The study takes a phenomenological approach to achieve deeper insights into those routines and norms resulting from the application of EA. This is a purposeful sample with what is reported to be an under-researched group (Hayter, 2016); those employed as internal knowledge intermediaries across 15 universities (two from each). These university employees are specifically charged with business engagement, knowledge exchange and research commercialization; their contracts are funded and designed as a part of the EA rather than for research or teaching. An initial pilot comprising four semi-structured interviews indicated suitable themes. This was followed up through a set of three interviews over 18 months with each participant and a mapping of EA components at each institution.

Despite EA strategies, the picture emerging was that universities had embedded physical components to a greater or lesser degree without effective social architecture, shown by conflicts between stated and actual routines and norms and by consistent barriers to third mission work.
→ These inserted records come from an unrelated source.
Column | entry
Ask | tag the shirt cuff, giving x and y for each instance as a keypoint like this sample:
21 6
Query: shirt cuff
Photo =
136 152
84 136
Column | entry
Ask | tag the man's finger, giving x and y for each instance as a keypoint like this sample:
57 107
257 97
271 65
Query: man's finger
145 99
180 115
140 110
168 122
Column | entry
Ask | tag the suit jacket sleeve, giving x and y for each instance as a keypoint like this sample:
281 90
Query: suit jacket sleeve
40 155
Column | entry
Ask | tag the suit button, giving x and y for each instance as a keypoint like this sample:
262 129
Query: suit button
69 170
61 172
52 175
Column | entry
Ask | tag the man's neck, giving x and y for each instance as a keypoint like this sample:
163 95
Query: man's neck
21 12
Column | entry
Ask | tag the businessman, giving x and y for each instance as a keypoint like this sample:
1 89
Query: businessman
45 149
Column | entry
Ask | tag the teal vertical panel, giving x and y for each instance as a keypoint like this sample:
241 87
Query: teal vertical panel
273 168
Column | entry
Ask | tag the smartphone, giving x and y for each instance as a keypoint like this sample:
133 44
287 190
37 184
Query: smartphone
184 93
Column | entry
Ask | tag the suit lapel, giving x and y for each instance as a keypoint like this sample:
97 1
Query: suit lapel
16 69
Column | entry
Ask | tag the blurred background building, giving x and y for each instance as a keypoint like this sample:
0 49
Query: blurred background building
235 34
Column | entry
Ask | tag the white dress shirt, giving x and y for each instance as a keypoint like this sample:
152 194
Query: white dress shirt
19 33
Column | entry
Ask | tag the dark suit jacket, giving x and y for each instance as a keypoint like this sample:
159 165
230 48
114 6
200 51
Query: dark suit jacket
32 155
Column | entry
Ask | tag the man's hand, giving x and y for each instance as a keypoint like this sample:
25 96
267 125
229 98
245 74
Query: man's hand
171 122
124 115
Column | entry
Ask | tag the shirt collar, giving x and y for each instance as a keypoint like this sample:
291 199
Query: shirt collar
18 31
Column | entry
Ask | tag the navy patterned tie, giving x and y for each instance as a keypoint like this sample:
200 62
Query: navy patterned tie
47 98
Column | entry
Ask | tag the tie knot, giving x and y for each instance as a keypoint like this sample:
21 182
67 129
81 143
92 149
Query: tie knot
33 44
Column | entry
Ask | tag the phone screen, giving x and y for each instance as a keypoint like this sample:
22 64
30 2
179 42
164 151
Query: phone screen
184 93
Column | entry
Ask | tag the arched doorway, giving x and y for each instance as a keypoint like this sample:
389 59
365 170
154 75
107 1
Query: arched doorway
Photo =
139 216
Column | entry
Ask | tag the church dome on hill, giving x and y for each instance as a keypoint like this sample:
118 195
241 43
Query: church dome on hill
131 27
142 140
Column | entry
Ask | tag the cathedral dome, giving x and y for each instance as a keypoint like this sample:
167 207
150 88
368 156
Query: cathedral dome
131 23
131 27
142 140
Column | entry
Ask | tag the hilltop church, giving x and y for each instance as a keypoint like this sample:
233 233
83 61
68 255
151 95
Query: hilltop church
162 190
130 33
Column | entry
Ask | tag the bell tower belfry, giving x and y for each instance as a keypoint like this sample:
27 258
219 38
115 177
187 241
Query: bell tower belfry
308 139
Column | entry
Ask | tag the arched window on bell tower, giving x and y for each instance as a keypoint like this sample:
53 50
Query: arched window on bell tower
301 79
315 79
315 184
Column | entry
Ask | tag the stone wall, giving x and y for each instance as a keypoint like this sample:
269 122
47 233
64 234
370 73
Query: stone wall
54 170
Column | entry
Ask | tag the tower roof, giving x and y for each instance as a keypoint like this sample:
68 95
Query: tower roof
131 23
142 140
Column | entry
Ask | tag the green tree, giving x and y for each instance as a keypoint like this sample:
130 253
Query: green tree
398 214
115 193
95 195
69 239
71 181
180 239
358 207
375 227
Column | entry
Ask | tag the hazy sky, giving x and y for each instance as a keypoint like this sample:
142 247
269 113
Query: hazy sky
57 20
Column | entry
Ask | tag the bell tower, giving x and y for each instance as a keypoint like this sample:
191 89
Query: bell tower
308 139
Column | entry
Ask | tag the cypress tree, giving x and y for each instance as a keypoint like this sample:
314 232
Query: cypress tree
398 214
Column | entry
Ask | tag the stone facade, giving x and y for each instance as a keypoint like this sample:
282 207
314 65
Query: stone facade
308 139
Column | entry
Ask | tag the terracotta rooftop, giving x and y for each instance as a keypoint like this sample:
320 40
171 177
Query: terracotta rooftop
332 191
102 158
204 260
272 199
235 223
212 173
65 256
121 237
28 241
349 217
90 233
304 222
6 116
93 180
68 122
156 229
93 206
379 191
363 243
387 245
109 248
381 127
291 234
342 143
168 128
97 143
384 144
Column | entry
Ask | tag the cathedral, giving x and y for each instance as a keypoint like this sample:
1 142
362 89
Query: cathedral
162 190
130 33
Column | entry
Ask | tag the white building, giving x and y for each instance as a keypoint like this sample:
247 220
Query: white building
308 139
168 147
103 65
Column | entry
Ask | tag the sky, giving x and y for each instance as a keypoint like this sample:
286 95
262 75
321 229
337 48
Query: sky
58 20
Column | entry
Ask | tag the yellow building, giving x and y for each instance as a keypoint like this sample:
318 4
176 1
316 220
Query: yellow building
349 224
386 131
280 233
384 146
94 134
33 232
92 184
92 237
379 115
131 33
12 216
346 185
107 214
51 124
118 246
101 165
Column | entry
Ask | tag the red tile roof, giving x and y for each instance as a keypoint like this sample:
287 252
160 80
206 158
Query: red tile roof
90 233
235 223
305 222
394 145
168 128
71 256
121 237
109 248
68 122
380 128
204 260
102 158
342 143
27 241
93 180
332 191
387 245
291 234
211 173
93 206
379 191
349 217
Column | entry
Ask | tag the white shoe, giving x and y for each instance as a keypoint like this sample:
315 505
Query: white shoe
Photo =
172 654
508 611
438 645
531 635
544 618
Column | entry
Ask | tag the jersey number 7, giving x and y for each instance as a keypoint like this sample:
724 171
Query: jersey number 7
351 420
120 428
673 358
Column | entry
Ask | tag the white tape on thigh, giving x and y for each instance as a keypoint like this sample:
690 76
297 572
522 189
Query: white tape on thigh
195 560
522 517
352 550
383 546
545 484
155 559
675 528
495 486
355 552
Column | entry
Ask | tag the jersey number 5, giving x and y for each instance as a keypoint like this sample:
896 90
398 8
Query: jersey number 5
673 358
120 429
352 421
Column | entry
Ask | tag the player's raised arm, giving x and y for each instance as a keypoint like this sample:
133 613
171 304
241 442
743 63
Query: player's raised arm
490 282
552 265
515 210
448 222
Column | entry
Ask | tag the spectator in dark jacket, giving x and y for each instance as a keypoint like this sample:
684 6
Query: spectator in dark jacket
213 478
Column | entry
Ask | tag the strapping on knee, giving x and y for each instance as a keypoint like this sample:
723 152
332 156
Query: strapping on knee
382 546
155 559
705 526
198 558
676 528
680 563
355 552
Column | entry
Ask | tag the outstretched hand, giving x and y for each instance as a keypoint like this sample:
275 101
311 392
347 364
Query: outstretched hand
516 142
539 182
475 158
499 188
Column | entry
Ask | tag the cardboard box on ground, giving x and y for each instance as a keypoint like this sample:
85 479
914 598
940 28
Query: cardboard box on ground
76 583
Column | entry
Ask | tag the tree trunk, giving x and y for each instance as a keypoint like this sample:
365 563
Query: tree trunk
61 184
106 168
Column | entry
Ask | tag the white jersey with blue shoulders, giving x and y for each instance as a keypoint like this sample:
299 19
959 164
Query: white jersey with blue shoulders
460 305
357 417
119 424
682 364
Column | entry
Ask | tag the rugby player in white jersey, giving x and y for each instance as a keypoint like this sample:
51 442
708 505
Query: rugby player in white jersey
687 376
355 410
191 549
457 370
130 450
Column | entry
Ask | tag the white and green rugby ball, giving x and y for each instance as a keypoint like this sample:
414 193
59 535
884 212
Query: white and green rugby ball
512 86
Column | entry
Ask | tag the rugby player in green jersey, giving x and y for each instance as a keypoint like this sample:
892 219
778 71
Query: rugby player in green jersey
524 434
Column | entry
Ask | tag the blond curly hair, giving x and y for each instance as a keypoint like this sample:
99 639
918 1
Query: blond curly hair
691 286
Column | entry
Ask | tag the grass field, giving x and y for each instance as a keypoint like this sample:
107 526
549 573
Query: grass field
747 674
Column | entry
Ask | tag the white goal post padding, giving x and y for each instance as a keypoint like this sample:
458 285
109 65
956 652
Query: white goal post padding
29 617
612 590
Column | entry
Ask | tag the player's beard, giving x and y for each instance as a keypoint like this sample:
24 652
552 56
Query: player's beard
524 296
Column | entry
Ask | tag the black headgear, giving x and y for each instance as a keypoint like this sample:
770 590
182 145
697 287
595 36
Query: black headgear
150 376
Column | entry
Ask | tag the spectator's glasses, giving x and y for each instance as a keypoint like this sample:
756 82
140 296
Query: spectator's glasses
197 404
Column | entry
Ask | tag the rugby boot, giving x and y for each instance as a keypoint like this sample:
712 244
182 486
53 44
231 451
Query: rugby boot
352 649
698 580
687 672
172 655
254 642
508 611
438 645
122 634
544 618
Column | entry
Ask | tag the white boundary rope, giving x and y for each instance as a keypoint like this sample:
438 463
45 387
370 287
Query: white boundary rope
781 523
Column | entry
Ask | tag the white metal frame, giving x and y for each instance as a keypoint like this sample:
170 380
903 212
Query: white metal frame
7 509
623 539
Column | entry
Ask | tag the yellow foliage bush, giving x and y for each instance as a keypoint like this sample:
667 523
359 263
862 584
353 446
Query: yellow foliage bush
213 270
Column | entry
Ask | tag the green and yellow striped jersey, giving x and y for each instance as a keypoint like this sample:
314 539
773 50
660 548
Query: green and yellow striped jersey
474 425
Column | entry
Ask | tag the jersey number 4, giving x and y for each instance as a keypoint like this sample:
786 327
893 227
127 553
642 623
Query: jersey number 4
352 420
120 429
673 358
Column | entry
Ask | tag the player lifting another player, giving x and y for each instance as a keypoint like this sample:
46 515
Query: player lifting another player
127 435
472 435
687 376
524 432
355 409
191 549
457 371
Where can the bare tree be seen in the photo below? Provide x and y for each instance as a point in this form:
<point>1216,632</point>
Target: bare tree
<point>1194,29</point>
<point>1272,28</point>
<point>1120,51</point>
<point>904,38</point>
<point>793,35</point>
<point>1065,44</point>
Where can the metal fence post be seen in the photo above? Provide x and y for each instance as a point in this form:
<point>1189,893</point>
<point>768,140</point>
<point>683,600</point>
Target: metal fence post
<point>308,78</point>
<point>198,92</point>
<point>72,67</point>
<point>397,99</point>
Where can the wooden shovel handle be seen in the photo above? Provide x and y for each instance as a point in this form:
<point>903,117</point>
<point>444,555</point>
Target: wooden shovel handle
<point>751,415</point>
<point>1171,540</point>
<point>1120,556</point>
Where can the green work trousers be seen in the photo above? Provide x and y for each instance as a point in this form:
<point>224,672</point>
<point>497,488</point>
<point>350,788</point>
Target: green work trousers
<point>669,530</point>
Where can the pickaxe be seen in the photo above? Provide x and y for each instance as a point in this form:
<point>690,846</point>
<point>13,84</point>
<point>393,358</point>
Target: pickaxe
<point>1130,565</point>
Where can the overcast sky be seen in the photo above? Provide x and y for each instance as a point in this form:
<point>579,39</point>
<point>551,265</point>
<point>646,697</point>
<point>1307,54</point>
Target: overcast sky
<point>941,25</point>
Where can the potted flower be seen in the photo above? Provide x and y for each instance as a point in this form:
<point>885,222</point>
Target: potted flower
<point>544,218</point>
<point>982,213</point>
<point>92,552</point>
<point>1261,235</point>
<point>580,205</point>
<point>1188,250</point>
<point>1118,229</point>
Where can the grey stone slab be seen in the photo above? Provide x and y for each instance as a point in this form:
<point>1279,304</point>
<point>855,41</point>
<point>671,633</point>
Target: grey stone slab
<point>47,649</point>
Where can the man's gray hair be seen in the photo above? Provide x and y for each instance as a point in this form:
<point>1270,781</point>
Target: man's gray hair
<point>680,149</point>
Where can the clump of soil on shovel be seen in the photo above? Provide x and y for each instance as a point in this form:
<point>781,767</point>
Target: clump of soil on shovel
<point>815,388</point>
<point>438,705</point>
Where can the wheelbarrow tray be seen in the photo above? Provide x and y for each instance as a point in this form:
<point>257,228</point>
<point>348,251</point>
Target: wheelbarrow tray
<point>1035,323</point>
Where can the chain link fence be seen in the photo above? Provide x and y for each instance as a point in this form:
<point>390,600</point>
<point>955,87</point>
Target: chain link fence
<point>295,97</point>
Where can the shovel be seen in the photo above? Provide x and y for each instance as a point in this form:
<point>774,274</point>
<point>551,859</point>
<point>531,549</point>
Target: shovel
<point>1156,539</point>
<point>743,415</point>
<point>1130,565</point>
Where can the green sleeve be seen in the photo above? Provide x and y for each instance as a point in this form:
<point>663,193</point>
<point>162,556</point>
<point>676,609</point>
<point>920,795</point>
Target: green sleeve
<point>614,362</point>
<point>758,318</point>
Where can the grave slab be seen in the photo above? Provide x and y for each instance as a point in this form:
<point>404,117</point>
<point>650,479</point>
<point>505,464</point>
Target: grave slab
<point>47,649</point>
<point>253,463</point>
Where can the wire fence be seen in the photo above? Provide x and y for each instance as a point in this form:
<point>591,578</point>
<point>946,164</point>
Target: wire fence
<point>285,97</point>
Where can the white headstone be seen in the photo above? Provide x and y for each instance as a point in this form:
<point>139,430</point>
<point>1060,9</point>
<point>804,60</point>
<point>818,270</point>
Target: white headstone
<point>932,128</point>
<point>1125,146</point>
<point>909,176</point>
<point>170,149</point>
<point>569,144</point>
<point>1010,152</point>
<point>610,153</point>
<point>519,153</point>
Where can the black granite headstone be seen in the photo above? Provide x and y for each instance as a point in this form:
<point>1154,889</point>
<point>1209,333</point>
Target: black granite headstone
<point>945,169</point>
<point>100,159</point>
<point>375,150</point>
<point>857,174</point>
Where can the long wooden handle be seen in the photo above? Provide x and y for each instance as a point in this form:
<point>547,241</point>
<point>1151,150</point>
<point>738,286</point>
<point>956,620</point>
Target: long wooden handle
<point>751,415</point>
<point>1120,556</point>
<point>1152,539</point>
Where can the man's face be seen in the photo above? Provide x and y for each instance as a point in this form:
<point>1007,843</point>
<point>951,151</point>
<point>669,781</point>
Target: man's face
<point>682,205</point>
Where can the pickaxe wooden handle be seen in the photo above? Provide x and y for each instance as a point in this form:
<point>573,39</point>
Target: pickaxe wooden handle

Power and perceived power were critical as participants felt their own worth and status was embedded in their senior manager’s status and power, with practical difficulties for them when he or she lost ground due to internal politics.

Research limitations/implications
The benefits of this study method and sample include deep insights into the perspectives of an under-reported group. The purposeful sample might be usefully expanded to include other countries, other staff or to look in depth at one institution. It is a qualitative study so brings with it the richness, insights and the potential lack of easy generalizability such an approach provides.

Practical implications
In designing organizations to achieve third mission aims, EA is important. Even where the structures, strategies, systems, leadership and culture appear to be in place; however, the resulting routines and norms may act against organizational aims. Those designing and redesigning their institutions might look at the experience suggested here to understand how important it is to embed social architecture to ensure effective actions. Measuring cultures and having this as part of institutional targets might also support better results.

Social implications
Governments in the UK have invested resources and funding and produced policy documents related to the third mission for over 20 years. However, the persistent gap in universities delivering on policy third mission aims is well documented. For this to change, universities will need to ensure their EA is founded on strong underlying supportive cultures. Knowledge sharing with business and community is unlikely when it does not happen in-house.

The study adds new knowledge about how EA is expressed at individual university level. The findings show the need for more research to understand those routines and norms which shape third mission progress in UK universities and how power relations impact in this context, given the pivotal role of the power exerted by the senior manager.